Texas True Crime Miscellany


Book Description

Outrageous acts of villainy have slowly drifted out of the national limelight and into the dustbin of Texas history. Consider the uproar over the 1879 shooting of actor Maurice Barrymore in Marshall and the 1949 murder of oil field legend Tex Thornton in Amarillo. The 1909 Coryell County Courthouse massacre committed by a sixteen-year-old girl remains just as shocking today. For the long-suffering associates of repeat offenders like Fort Worth's Flapper Bandit or Temple's International Man of Mystery, notoriety couldn't fade quickly enough. From the lawless days of the frontier to the rise of organized crime, Clay Coppedge sifts through eighteen obscure case files to chart the evolution of crime and punishment in the state.




Garner's Quotations


Book Description

A selection of favorite quotes that the celebrated literary critic has collected over the decades. From Dwight Garner, the New York Times book critic, comes a rollicking, irreverent, scabrous, amazingly alive selection of unforgettable moments from forty years of wide and deep reading. Garner’s Quotations is like no commonplace book you’ll ever read. If you’ve ever wondered what’s really going on in the world of letters today, this book will make you sit up and take notice. Unputdownable!




Girls' Miscellany


Book Description

The smart, the silly and the downright strange are brought together in a miscellany of extraordinary information that's essential for every girl to know.
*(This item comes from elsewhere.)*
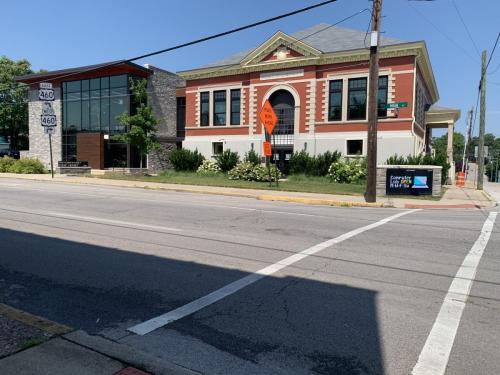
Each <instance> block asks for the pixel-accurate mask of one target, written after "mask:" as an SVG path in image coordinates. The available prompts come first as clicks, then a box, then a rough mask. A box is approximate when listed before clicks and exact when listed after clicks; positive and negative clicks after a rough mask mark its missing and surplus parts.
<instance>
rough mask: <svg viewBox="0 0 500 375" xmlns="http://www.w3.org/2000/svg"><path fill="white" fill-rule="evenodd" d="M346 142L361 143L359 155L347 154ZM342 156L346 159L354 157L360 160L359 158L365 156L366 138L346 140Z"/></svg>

Wolfert's Roost, and Miscellanies


Book Description

Washington Irving (April 3, 1783 - November 28, 1859) was an American author, essayist, biographer, historian, and diplomat of the early 19th century. He is best known for his short stories "Rip Van Winkle" (1819) and "The Legend of Sleepy Hollow" (1820), both of which appear in his book The Sketch Book of Geoffrey Crayon, Gent. His historical works include biographies of George Washington, Oliver Goldsmith and Muhammad, and several histories of 15th-century Spain dealing with subjects such as Christopher Columbus, the Moors and the Alhambra. Irving served as the U.S. ambassador to Spain from 1842 to 1846.
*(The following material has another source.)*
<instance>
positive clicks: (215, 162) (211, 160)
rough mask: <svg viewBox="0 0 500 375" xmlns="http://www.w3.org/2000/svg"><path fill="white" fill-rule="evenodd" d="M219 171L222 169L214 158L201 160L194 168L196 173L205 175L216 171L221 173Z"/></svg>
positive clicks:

Mental Floss: The Curious Reader


Book Description

"With sumptuous, visually stimulating spreads, this book delivers on its promise– to unearth strange stories, bizarre facts, or unexpected details about the books on our shelves. Good for curious readers, whether they want to delve into authors and books they love, feel competent faking knowledge about books everyone else seems to have read, or just dip into and out of literary worlds" – Library Journal Readers rejoice! From Mental Floss, an online destination for more than a billion curious minds since its founding in 2001, comes the ultimate book for lovers of literature. From Americanah to War and Peace, from Chinua Achebe and Jane Austen to Jesmyn Ward and George R.R. Martin, learn surprising facts about the world’s most famous novels and novelists. The Curious Reader will delight bookworms everywhere. This literary compendium from Mental Floss reveals fascinating facts about the world’s most famous authors and their literary works. Readers will learn about George Orwell’s near-death experience during the writing of 1984; meet the real man who may have inspired Pride and Prejudice’s Mr. Darcy; discover which famous author kept her husband’s heart after he passed away; and learn about the influence of psychedelics on Dune. The Curious Reader also contains the most-loved book-related articles from 20 years of Mental Floss, including “Cat-Loving Writers,” “Famous Authors’ Unfinished Manuscripts,” “Literary Characters Based on Real People,” and “Books You Didn’t Know Were Self-Published.” This literary miscellany is certain to inspire book lovers, aspiring writers, students, and teachers alike to discover a diverse selection of curated literary works—leading to an expansion of their library!